Even after voting for College Dropout in my top five records of 2004 -- and still diggin' on it months later -- I couldn't muster any excitement for Kanye West's hotly awaited sequel, which just swept Pazz & Jop and will likely rack up many more awards over the next few months. I didn't even hear Late Registration until late last year, when my mother gave me a copy for Christmas. Dropout's early singles were solid, addictive, great advertisements for copping the product when it dropped -- "All Falls Down," "Slow Jamz," "Through the Wire" -- but Registration's equivalents lacked that fresh, brash charm, or if they had it, it was starting to feel more like arrogance, whining, chipped shoulders no upper echelon of fame could ever fix. The non-stop, 24/7 barrage of press items about the dude didn't help any -- burn-out and overexposure were settling in. Speaking truth to power during a Red Cross telethon? Respect due, man, but would you take a year or two off from making your own records and shoving your conflicted/conscious personna down the world's collective throat? I mean, Registration sounds pretty damned incredible, production-wise, and yet I've had little desire to spend more than a few hours with it; I don't even think I've heard it all the way through yet. And I wonder this is because I can't escape Kanye West, what with him crucified on magazine covers and on the news and in the papers and discussed to death online and the singles cycled ad nauseum on MTV. Maybe it arrived a bit too soon -- if its impact might have been even bigger if it hadn't come out until, say, this month. Think I'm wrong? Really? Then consider that crits shafted Missy Elliott's latest this year in print and in the polls -- in part because they weren't given enough time to really miss her.

Comparing my P&J picks to the top 40 overall results, it's clear that I've drifted further than ever from the critical concensus. This is only depressing when I click on some of my more esoteric favorites and discover that out of nearly 750 voters I'm the only effing person who went ga-ga-ga for a Dead Machines CD or a Liz Phair song...while a majority creamed over Kanye for the second year in a row. If Kanye wins this thing three years in a row I don't know what I'll do.

Meanwhile, Robert Christgau takes on Eminem's career and puts a lot of things into perspective; no other epitaphs are needed.

Thursday, February 09, 2006

Pollin'

My '05 P&J ballot is here. Shadow ballot'll go up next week.
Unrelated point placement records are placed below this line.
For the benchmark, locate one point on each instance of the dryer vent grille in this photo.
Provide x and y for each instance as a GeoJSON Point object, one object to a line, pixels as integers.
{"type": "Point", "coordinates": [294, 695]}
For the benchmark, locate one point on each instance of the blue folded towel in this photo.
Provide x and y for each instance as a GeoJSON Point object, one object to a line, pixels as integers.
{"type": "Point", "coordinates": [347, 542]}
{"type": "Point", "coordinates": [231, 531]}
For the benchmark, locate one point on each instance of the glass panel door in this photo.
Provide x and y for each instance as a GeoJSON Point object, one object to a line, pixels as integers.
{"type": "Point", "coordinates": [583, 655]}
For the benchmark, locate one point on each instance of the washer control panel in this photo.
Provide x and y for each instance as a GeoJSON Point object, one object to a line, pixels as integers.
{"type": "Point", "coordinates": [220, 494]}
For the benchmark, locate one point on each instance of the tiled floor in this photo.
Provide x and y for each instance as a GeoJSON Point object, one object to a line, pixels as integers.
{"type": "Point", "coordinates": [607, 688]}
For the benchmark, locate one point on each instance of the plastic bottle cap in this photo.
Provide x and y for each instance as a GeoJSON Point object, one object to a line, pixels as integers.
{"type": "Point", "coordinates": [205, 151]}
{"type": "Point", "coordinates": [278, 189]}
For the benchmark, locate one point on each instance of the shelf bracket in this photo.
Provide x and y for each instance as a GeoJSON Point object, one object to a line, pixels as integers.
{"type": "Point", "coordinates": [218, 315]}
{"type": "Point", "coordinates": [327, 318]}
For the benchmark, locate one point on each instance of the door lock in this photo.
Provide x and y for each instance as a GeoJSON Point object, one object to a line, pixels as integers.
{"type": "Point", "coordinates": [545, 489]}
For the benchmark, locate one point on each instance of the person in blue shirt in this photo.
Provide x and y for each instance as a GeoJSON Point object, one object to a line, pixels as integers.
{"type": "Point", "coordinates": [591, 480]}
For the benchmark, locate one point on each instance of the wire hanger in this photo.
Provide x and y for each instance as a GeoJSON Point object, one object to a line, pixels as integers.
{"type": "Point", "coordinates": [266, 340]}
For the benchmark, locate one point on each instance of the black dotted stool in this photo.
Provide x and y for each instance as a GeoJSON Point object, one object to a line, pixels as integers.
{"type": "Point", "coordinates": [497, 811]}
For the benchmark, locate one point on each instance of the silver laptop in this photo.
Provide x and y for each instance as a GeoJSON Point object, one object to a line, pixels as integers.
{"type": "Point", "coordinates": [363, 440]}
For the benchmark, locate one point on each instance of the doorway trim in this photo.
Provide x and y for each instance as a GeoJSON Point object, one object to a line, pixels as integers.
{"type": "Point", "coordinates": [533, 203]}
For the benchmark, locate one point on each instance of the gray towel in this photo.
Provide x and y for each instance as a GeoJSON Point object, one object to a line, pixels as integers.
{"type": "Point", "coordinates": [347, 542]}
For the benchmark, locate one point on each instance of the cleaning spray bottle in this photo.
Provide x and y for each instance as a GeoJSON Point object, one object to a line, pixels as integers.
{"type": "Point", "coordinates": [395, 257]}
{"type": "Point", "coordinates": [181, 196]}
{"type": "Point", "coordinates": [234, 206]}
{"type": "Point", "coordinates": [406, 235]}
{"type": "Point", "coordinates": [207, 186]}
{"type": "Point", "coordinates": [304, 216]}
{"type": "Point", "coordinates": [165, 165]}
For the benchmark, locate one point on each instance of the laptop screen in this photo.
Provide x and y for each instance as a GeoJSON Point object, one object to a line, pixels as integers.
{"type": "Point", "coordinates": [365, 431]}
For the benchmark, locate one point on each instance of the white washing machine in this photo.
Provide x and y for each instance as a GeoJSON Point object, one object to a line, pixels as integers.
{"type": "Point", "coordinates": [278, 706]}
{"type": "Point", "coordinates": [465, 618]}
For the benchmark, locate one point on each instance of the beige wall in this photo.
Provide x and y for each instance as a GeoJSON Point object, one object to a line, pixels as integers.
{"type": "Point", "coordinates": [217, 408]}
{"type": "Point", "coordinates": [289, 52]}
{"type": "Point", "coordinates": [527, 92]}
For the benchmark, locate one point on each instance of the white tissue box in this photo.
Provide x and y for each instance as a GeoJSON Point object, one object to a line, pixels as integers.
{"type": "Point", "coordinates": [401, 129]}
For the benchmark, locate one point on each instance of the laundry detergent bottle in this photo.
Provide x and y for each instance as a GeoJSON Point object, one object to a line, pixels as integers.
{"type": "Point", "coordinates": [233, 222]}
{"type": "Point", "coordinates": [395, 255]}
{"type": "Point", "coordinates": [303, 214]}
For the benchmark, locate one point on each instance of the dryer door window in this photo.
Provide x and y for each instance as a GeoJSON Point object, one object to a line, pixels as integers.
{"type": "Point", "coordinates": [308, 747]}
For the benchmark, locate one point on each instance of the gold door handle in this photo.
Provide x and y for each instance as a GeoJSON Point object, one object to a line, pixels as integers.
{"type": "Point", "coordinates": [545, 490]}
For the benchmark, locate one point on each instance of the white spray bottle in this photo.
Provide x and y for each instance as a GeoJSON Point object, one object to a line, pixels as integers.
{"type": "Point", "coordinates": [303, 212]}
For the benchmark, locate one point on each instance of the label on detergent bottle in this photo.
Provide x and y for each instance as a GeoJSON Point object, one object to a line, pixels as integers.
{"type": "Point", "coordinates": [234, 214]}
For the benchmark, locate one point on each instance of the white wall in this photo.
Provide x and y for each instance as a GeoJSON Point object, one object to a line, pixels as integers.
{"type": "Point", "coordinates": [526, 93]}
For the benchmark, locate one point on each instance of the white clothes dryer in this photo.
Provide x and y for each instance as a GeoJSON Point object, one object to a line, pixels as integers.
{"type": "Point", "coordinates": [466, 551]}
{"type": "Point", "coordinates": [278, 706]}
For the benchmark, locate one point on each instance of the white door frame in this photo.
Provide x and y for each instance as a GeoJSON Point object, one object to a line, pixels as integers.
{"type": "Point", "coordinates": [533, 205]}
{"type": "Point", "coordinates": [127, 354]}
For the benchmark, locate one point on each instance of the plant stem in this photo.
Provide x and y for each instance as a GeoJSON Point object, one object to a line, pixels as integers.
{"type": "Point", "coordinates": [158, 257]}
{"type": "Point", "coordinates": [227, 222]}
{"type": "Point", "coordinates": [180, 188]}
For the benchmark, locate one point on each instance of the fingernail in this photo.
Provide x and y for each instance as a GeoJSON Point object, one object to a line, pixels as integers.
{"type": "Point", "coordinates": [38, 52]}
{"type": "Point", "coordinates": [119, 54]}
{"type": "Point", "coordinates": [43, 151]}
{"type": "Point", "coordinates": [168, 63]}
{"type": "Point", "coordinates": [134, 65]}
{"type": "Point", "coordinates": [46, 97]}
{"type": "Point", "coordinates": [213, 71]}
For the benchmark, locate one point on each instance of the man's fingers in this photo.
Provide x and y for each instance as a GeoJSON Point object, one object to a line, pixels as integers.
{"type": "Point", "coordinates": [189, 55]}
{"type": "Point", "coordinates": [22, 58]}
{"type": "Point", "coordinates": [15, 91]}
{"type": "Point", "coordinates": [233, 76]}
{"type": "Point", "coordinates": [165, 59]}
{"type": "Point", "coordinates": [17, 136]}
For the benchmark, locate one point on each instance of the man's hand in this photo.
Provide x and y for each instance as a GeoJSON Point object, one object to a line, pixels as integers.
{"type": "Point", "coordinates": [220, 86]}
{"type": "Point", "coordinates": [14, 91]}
Texts Cheap for Balti Peeps

If you’re in Baltimore, or in the Baltimore area, or you’re planning a trip to Baltimore soon, or whatever, you are encouraged – strongly – to visit Daedalus Books, where overstock titles of the recent past can be had brand-spanking new (new Susan Sontag, old Umberto Eco, coffee table photo and art books, military histories, I could go on but my memory sucks and it’s been a few weeks) for, oftentimes, a fraction of the original price. Located at (or near) the intersection of York Road and Northern Parkway, this is a new Daedalus; one has been situated in the Columbia area for some time now. This should be of particular interest to those of you who are fans of Los Bros Hernandez’s Love & Rockets series but don’t have all of the individual issues or graphic novel collections, because, see, many of said collections are on sale.... for $4.98, down from the usual $17.95 price. You’ve got your orders – go!

Apologies for the update drought....work (daily and freelance alike) has been kicking my ass and I’ve neglected this space. I’ve decided to start treating the blog like a diary more than anything else, in part because I have no idea who my readership really is at this point or if I can actually be said to have one. But that lack of certainty hasn’t deterred millions of other bloggers worldwide, so why should I be any different?

In other news, I’ve just been made Assistant Music Editor at Static, a promotion that should lead, eventually, to some sort of salary, however meager. And the title and experience could come in handy someday. And one of my Pazz & Jopp comments was accepted, which is fabulous, a huge ego boost.

More soon, promise. You’ll wish me silent before you know it.